Burrhus Frederic Skinner, o pai do behaviorismo radical, olhou para o pombo supersticioso e viu, nele, um espelho da humanidade. As religiões, as crenças, a busca por uma alma imortal, a ilusão de um "eu" interior que governa as ações — tudo isso, para Skinner, não passava de comportamentos supersticiosos, acidentalmente reforçados por contingências ambientais que não compreendemos.
Este artigo é uma travessia pelo universo skinneriano.
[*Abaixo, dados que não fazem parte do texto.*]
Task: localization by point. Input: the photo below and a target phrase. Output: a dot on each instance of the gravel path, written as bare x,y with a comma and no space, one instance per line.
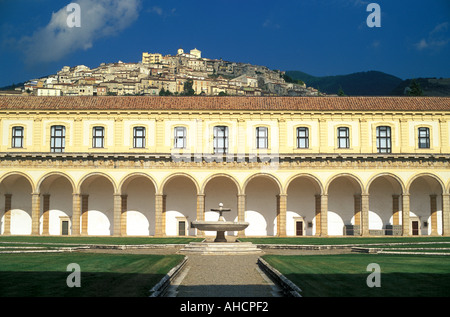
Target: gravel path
223,276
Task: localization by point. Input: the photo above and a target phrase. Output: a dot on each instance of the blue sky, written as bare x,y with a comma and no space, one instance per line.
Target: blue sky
319,37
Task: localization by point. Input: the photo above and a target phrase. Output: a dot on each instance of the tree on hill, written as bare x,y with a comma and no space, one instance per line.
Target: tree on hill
415,89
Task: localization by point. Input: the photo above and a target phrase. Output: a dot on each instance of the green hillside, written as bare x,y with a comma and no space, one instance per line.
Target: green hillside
371,83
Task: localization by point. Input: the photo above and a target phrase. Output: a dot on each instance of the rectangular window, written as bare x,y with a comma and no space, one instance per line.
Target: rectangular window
220,140
57,138
139,137
343,138
302,138
180,137
17,137
262,138
98,137
384,139
424,138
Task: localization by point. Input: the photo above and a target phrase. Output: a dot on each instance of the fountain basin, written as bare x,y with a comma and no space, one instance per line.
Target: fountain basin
220,227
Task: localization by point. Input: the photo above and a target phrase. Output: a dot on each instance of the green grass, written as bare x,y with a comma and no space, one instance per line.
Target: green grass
102,275
345,275
343,240
96,240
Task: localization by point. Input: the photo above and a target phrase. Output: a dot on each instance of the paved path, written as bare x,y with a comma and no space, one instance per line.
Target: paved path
223,276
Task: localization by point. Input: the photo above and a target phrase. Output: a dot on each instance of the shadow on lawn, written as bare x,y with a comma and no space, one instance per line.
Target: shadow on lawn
53,284
354,285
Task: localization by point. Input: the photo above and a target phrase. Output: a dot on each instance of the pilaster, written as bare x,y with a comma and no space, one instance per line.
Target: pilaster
35,213
201,212
46,215
241,213
324,215
405,214
76,210
7,217
446,215
281,215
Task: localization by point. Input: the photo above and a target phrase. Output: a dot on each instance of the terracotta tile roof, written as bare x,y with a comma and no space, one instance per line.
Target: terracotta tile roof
225,103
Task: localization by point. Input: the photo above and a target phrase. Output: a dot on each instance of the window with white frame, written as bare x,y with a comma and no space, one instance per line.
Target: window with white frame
262,137
17,137
139,137
384,143
343,137
180,137
98,137
424,138
302,138
57,138
220,139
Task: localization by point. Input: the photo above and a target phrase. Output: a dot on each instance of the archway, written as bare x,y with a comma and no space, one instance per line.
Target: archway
385,205
344,200
425,205
302,206
97,205
138,206
16,205
56,204
180,193
261,195
220,189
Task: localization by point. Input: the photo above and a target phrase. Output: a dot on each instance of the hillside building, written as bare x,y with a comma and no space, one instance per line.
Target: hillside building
290,166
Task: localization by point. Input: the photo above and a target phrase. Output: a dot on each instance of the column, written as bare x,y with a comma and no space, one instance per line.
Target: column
405,214
241,213
159,209
123,215
117,214
357,228
433,210
365,214
46,215
76,210
201,212
446,214
324,215
281,215
317,214
395,210
7,217
84,214
35,213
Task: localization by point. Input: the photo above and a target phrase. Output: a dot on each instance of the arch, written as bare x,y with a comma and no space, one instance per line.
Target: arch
270,176
54,173
348,175
417,176
179,174
389,175
311,177
205,182
26,176
132,176
89,175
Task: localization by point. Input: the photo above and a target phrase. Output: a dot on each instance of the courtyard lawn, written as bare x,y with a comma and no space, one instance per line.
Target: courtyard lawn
343,240
96,240
102,275
346,275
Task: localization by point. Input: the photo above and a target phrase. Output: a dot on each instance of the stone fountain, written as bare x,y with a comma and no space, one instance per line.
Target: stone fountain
220,226
220,246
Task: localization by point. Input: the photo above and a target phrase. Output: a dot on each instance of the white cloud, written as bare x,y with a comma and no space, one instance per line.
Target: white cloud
99,19
437,38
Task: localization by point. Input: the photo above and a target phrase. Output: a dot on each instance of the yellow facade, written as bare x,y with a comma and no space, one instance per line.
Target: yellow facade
322,166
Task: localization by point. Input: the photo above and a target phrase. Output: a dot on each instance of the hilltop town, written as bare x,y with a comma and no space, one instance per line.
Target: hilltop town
180,74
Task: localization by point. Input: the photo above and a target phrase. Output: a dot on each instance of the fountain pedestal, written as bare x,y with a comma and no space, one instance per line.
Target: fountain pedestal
220,246
220,226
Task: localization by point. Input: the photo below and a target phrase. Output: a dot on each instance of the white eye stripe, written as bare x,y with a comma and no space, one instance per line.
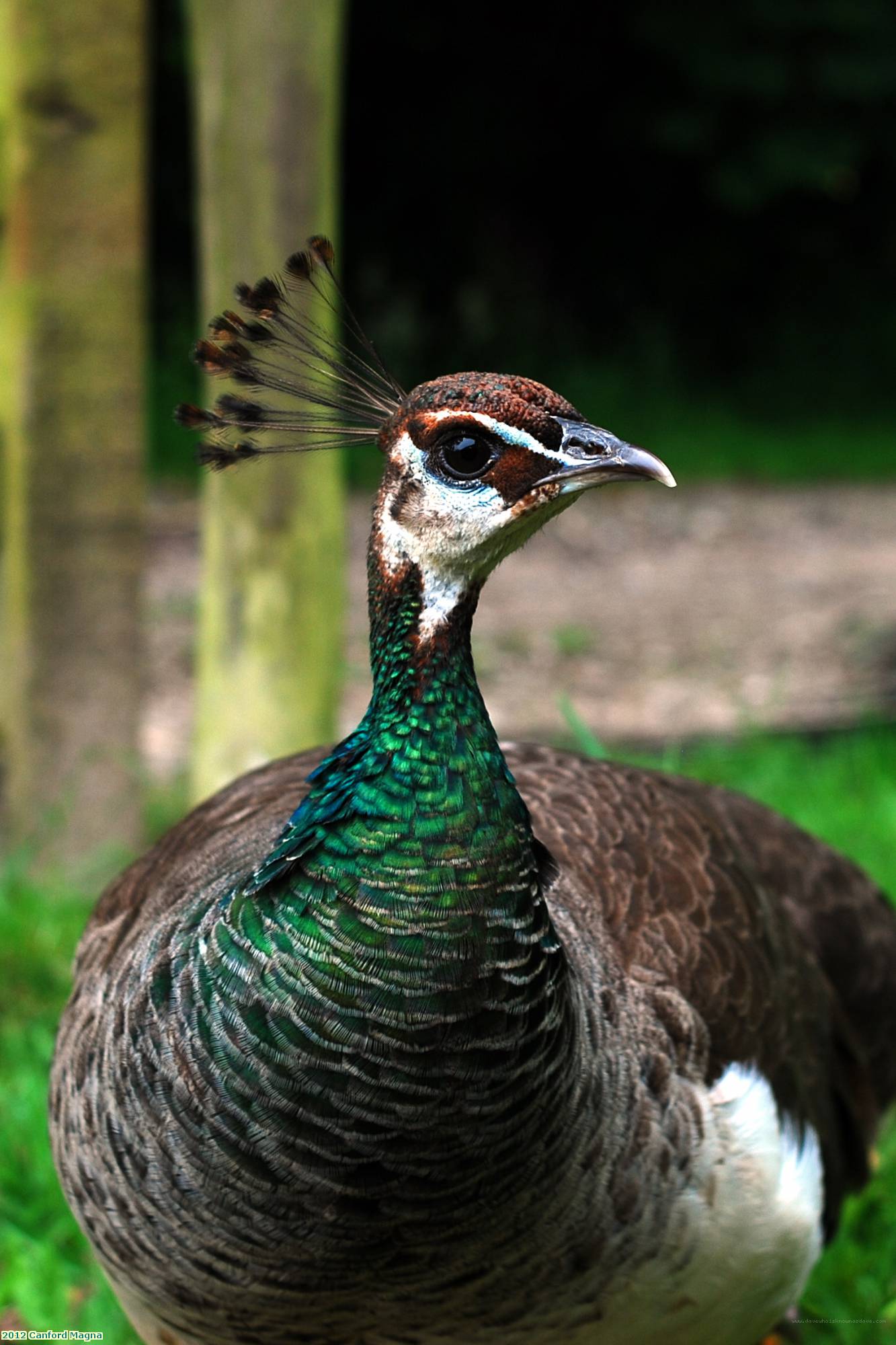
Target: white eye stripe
512,435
Com a bússola da filosofia da ciência, da psicologia experimental e da crítica cultural, exploraremos:
O behaviorismo radical e a recusa de Skinner em explicar o comportamento por entidades internas, como a mente ou a alma.
A "Caixa de Skinner" e o condicionamento operante — como o comportamento é moldado por suas consequências.
A visão skinneriana da religião como comportamento supersticioso, moldado por reforços acidentais e contingências de sobrevivência.
A crítica radical ao "eu interior" — por que Skinner negava a existência de uma alma ou de um self iniciador de ações.
As consequências práticas e éticas do abandono da noção de "eu" para a psicologia, a educação e a sociedade.
Parte I: O Behaviorismo Radical — Uma Ciência sem Alma
1.1 A Recusa do Mentalismo
Skinner propôs uma psicologia radicalmente diferente da que dominava seu tempo. Para ele, o comportamento humano não deveria ser explicado por referência a estados internos — pensamentos, sentimentos, vontades, ou, pior, uma "alma" imaterial. Em vez disso, a psicologia deveria ser a ciência do comportamento observável, moldado por sua interação com o ambiente.
Skinner chamou sua abordagem de behaviorismo radical — "radical" não no sentido político, mas no sentido de "raiz": ele queria ir à raiz do comportamento, que para ele estava no ambiente, não na mente. O behaviorismo radical não nega a existência de sentimentos ou pensamentos; o que ele nega é que esses eventos privados tenham status causal. Eles são comportamentos, não causas.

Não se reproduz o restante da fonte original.